LE COUP DE GUEULE DE BERTRAND TIERCE DANS « LA CHRONIQUE DE NORMANDIE »

« Paris s’en fout… » titre dans son éditorial Bertrand Tierce, observateur avisé de la vie économique et politique normande, dans le numéro 469, du lundi 7 novembre de La Chronique de Normandie. Il constate que « l’aménagement touristique, logistique, industriel et portuaire de la Vallée de la Seine est le projet de développement le plus important de la Normandie pour les quinze ans à venir ». D’après lui, les Normands ne peuvent y parvenir seuls : cela concerne tout autant Paris et la Région Île – de – France (surtout les départements des Hauts de Seine, des Yvelines et du Val d’Oise). Seule une union stratégique des diverses collectivités peut donner de la consistance à ce projet, sinon cela restera une idée « dont on parle depuis plus de huit ans sans la concrétiser ».
Officiellement, les « Parisiens » se sont mobilisés. Valérie Pécresse – présidente de la Région Île-de-France – et Hervé Morin – président de la Normandie – se sont rencontrés.

Les présidents des Conseils départementaux concernés (76 – 27 – 78 – 92 – 95) ont créé une association dédiée à l’Axe Seine.
Tout le monde est résolu, mais ne sait à quoi.

Bertrand Tierce raconte ses déboires de journaliste lors des démarches qu’il a menées auprès des cabinets de ces différentes collectivités : « On vous rappellera », tel est le leitmotiv de ses interlocuteurs. En fait, jamais aucun rappel.
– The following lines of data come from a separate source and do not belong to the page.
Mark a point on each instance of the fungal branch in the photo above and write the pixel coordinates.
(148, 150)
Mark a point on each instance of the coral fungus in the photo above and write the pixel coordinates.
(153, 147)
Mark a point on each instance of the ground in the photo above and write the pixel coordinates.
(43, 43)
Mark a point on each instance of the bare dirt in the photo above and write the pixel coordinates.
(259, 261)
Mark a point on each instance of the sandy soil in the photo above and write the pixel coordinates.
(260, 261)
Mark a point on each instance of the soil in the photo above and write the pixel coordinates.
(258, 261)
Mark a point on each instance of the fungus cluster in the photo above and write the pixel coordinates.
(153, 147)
Car « ils » n’ont rien à dire… sinon des banalités du genre : « Le financement de la L.N.P.N., c’est compliqué… et il n’est pas d’actualité », « Les relations au plan politique entre Valérie Pécresse et Hervé Morin sont privilégiées », « La Région Île-de-France est consciente de l’importance de la Vallée de la Seine », etc.

Et le commentateur de conclure : « La Normandie n’est pas une priorité de Paris qui s’en fout un peu. Non, les Normands ne sont pas entendus quand ils défendent l’Axe Seine au-delà de leurs propres frontières : il faut dire que leurs grands Élus (qui attendent des repositionnements en 2017) sont trop divisés pour que leurs voix portent ; il n’existe pas de « pack normand » ; Hervé Morin monte au créneau, mais il reste seul sur la scène : chez Manuel Valls comme chez Valérie Pécresse, on continue d’affirmer que l’Axe Seine est une belle idée ».
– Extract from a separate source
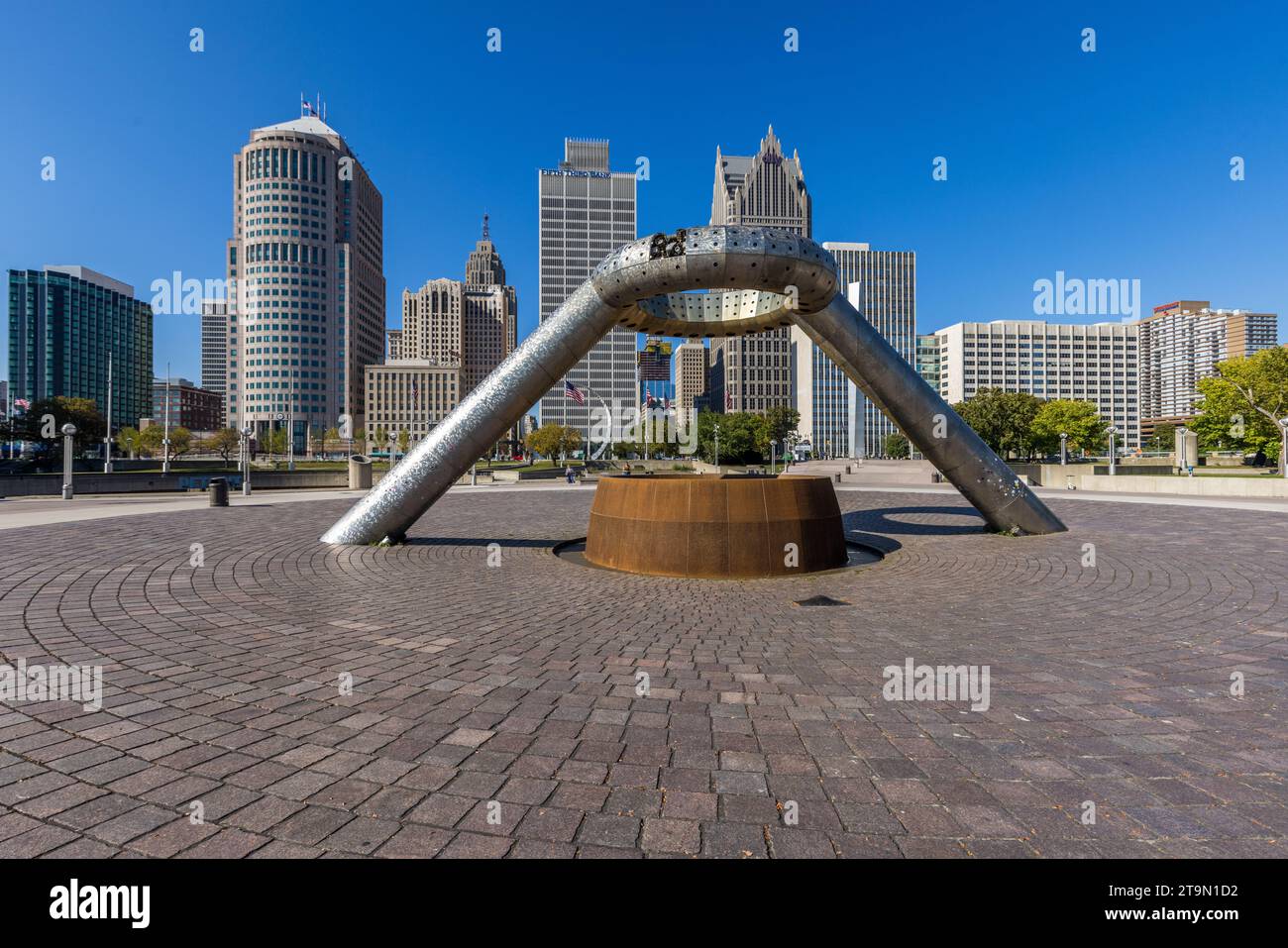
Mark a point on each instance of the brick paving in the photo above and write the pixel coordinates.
(493, 708)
COMMENTAIRES ET REFLEXIONS DU MOUVEMENT NORMAND

Bertrand Tierce, dans sa charge brutale, mais ô combien fondée !, exprime son « ras-le-bol » devant le gâchis d’une grande ambition inassouvie. Il en a assez – Nous aussi ! – des incantations non suivies d’effets : les années passent et on constate le quasi néant d’une véritable prise en compte d’un vrai projet structurant pour l’avenir de la Normandie. Il incrimine l’indifférence parisienne et laisse entendre que les Élus normands, ou bien se bercent d’illusions ou bien continuent à se tirer la bourre au lieu de chasser en meute. Il a raison, mais, à notre avis, il ne va pas assez loin dans son analyse.    
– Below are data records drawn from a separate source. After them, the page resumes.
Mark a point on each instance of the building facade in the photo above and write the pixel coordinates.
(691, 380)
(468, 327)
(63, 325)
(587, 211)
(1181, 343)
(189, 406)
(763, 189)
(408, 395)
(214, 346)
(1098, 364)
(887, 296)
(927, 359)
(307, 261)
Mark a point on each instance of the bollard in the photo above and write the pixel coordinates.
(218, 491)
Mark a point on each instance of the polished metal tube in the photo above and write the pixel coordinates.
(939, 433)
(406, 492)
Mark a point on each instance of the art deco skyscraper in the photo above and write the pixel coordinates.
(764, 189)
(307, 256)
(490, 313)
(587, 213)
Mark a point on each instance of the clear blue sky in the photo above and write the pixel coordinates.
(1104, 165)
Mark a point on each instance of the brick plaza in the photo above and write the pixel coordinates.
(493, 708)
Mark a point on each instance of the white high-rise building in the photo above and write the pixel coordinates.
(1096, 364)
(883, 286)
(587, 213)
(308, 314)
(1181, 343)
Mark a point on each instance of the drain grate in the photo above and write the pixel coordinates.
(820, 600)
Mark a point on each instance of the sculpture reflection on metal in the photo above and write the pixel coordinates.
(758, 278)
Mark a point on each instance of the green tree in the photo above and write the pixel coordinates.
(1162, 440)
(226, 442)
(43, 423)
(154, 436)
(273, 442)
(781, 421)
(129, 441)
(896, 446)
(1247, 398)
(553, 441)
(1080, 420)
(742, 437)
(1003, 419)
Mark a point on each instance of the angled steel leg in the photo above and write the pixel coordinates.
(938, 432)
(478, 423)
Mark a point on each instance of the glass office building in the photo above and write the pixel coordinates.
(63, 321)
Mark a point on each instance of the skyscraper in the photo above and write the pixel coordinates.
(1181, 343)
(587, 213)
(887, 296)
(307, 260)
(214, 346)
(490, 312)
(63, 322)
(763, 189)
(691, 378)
Que pouvons-nous attendre, en effet, des rencontres au sommet entre les deux Présidents de Région de Normandie et d’Île- de-France si le Conseil régional d’Île-de-France ne définit pas solennellement sa volonté de faire de Paris une ville-monde et, par suite, de privilégier son axe de développement en direction de la façade maritime, comme le suggéraient fortement le projet Grumbach et le rapport Attali ? Si Paris ne veut pas admettre qu’une telle ambition doit être partagée et qu’elle passe par une entente – à égalité – avec la Normandie, que la Capitale, par conséquent, est DEMANDEUSE et doit fonder ses relations avec la Normandie autrement que par de vagues liens de dépendance, non léonins évidemment, entre les deux Régions, alors il ne faut pas s’étonner de l’indifférence des « Parisiens »… qui se contentent de la prolongation du R.E.R. École (afin de dégager les flux banlieusards)…
Que signifie l’action fractionniste – et inopérante puisqu’ils n’ont pas les moyens financiers pour mener à bien le seul développement de la Vallée de la Seine – des présidents de Conseils départementaux de Seine Maritime, de l’Eure, des Yvelines, du Val d’Oise et des Hauts de Seine – sinon de concurrencer ou de contrecarrer les initiatives des Conseils régionaux de Normandie et d’Île-de-France ?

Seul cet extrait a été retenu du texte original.